There’s talk of genetically altering cows to feel no pain:
Philosopher Adam Shriver suggested that genetically engineering cows to feel no pain could be an acceptable alternative to eliminating factory farming in a paper published in Neuroscience. Work by neuroscientist Zhou-Feng Chen at Washington University may turn Shriver’s suggestion a reality. Chen has been working on identifying the genes that control “affective” pain, the unpleasantness part of a painful sensation.
Let’s leave aside the many health issues that arise from factory farming, and focus purely on the ethical impact of altering cows so we may slaughter them more effectively. The first and most obvious question is, do you think this is humane or inhumane?

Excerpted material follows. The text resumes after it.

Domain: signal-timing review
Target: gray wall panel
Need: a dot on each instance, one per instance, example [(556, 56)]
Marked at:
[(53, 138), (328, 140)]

Now let’s imagine the implications. What if this affects the taste? Perhaps cows experiencing pain increases the tastiness of the meat. In that case, this sort of engineering opens the door to cows engineered specifically to feel more pain. Then there is the function of pain to be considered. Cows unable to feel pain could injure themselves to the point of accidental death.
Why stop with pain? Why not engineer animals with minimal brain tissue, so that they are not even conscious? How about engineering animals whose bodies release endorphins in a way that encourages lack of movement, and makes behavior most conducive to mass farming seem desirable? Or engineering flavors into cows, so their meat comes with a particular flavor built in from birth?
That this is even being considered should give us grave pause, and occasion us to give more than a cursory glance to the ethical price of our eating habits.